A model that has been used to explain why non-native speech perception can often be more difficult, particularly for late bilinguals, is the Automatic Selective Perception model (Strange, 2011). According to this model, listeners develop Selective Perceptual Routines (SPRs) for their L1 that make L1 speech comprehension efficient and automatic by attending to relevant perceptual-acoustic cues (e.g., duration, tone, and spectral cues) (Strange and Shafer, 2008; Strange, 2011). These SPRs reduce the amount of cognitive effort needed to comprehend speech in that language. L2 listeners, on the other hand, do not have SPRs in their L2, but rather they tend to use their L1 SPRs to comprehend L2 speech. When the perceptual-acoustic features for the two languages overlap, these SPRs are beneficial. For example, both English and Japanese show durational variation in their vowels, though they differ somewhat in that these durational distinctions are contrastive in Japanese but not in English. This overlap may support L2 speech perception among these listeners (both L1 English listeners perceiving L2 Japanese and L1 Japanese listeners perceiving L2 English).
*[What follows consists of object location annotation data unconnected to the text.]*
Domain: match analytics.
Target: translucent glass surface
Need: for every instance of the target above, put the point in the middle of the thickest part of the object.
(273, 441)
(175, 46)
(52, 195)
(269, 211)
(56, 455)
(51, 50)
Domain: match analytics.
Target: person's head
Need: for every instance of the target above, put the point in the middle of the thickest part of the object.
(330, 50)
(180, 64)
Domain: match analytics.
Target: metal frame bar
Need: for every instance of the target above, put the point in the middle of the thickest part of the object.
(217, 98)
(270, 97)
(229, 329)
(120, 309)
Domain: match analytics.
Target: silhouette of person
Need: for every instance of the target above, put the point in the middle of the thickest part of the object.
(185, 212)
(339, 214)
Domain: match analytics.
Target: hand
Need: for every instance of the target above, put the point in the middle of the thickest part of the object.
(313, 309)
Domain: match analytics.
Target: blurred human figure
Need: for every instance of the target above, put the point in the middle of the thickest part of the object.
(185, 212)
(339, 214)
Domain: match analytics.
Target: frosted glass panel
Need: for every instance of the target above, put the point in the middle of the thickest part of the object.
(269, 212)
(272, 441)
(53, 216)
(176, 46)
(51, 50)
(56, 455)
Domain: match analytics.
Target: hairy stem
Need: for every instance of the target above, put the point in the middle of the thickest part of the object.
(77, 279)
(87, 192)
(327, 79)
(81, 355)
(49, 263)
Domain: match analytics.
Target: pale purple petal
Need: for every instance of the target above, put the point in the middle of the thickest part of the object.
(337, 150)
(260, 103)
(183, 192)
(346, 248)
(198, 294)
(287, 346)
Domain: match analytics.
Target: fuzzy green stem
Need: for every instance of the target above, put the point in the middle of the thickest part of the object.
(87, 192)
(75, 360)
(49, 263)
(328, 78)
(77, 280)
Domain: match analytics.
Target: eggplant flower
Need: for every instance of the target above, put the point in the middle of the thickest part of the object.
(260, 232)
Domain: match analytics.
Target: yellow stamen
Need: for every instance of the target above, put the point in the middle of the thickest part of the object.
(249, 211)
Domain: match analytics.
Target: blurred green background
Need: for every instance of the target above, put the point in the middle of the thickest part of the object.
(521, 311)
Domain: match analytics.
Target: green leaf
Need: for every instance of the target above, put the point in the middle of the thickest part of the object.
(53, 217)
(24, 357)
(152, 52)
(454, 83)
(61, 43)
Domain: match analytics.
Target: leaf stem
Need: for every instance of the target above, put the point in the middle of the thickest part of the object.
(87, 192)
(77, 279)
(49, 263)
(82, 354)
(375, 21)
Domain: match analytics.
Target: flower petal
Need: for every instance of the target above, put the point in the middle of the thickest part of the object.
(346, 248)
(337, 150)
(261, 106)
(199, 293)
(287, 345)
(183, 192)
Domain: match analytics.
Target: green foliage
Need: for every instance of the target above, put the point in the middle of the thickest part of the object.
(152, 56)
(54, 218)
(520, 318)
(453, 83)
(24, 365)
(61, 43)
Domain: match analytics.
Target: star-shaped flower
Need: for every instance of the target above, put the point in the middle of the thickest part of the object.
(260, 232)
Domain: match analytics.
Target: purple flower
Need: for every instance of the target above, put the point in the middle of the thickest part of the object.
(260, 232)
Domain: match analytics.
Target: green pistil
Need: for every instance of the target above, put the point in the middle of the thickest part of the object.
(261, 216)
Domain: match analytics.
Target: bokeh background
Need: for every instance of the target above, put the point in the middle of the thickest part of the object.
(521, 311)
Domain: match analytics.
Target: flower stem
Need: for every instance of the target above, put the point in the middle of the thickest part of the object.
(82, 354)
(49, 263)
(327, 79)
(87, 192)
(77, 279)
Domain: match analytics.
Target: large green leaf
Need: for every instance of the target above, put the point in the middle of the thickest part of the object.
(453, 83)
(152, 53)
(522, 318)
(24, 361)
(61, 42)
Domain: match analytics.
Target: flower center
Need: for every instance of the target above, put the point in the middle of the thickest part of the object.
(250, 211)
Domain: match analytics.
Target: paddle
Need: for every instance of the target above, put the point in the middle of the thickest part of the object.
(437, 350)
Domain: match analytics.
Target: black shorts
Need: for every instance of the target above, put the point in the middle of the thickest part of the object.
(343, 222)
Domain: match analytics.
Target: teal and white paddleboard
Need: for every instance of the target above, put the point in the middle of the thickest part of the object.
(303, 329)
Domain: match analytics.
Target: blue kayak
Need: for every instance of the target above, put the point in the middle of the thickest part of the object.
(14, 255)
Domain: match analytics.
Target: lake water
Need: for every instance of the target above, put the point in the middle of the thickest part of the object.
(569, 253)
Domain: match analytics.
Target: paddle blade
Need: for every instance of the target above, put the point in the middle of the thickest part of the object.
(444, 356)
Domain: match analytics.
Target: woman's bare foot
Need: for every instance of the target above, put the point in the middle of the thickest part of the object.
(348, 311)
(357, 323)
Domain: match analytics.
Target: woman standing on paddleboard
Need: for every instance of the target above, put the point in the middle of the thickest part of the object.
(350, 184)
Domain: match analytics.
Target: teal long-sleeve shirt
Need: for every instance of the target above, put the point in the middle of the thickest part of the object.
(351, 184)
For example, L1 English speakers performed well on a vowel-length discrimination task in Japanese after a brief training (Hisagi and Strange, 2011). In another study, L1 Japanese speakers discriminated English vowel contrasts that differ temporally better than vowel contrasts that do not differ temporally (Strange , 2011). On the other hand, when L2 listeners’ auditory processing is not attuned to certain critical features of the L2 (e.g., consonant or vowel duration) or when L2 auditory processing leads to the misperceptions (e.g., assimilating an L2 phoneme to an L1 category), this disadvantages listeners. The result is greater cognitive effort for L2 listeners as they attempt to use top-down processes, such as lexical-semantic content and pragmatic context, to disambiguate speech. Furthermore, Garcia Lecumberri (2010) suggest that bilingual listeners are more likely to fall back on L1 SPRs in more challenging listening conditions.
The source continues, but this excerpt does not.